Don’t shoot us. Our newest Victoria Cross medallist Corporal Daniel Keighran is, we’re convinced, the bravest of the brave. More convinced than the modest Keighran is, among so many fighting such a dirty war in Afghanistan — including two other medal winners from the conflict. But as Jeff Kennett said on radio yesterday:
“It is the highest decoration that a soldier can be given, and we should always salute the fact that it represents an expression, a deed of such bravery that’s almost impossible to recount. We only awarded four Victoria Crosses for Vietnam, and we had literally thousands of soldiers there. Where you’ve only got 1500 troops on average each year in Afghanistan, I just hope we’re awarding them still for the highest level of bravery.”

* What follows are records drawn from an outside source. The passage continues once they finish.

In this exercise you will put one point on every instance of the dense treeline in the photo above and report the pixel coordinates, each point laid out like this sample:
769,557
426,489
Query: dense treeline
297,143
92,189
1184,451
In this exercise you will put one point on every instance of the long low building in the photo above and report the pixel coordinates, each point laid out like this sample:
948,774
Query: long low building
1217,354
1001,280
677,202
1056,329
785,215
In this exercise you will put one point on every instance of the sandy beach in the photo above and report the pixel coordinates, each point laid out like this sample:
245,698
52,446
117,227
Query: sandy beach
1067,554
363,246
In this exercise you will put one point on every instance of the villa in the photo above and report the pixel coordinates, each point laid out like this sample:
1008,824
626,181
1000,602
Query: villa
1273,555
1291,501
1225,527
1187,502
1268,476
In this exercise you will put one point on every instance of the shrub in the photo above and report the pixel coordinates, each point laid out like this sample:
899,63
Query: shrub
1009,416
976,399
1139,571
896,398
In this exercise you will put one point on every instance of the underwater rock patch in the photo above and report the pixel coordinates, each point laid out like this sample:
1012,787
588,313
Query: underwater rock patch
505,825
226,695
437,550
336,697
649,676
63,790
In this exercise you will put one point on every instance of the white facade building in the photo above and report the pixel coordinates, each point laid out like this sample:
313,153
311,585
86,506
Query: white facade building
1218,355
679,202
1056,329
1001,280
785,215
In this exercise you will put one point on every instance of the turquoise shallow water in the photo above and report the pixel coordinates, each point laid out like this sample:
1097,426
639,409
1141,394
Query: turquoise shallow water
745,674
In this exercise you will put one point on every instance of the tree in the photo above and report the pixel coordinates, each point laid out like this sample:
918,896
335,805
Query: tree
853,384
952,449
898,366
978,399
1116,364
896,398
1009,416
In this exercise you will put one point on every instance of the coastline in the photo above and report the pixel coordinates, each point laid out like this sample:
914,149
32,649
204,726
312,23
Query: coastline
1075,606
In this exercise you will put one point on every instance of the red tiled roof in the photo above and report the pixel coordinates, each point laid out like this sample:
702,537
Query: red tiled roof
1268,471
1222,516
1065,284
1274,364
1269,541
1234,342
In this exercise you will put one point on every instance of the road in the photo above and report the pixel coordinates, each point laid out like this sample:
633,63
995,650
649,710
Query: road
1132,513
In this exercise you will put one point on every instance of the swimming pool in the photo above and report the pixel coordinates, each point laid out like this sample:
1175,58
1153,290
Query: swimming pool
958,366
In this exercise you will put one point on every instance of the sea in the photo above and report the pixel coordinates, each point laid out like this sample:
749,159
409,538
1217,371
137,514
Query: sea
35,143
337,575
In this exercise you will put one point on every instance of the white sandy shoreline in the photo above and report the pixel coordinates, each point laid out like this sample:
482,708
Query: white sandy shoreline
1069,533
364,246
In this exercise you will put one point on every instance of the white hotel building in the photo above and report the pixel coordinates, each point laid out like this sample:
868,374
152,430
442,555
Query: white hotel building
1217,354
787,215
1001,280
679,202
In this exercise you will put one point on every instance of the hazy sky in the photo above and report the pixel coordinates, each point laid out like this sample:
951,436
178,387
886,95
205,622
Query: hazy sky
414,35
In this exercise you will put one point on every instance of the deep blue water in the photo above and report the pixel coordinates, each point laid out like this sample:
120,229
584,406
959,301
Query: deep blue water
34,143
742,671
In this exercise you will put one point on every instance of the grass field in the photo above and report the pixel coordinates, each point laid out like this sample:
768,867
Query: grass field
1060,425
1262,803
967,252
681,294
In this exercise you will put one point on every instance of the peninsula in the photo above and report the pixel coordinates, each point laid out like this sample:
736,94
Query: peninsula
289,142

On Kennett’s last point, we’re not questioning individual valour. Or even the worthiness of this or any other medal. But the history is interesting. Perhaps greater transparency of our military efforts means we identify more extraordinary acts of war. Perhaps our current crop of soldiers are a disproportionately brave bunch, in a very long war.
Or, perhaps, military brass are looking just a little bit harder for good news in a bad war? Leaders said yesterday Keighran’s decoration would provide troops on the ground with a morale boost. Hopes it might also sway the vast majority of Australians opposed to our continuing involvement in Afghanistan are less likely.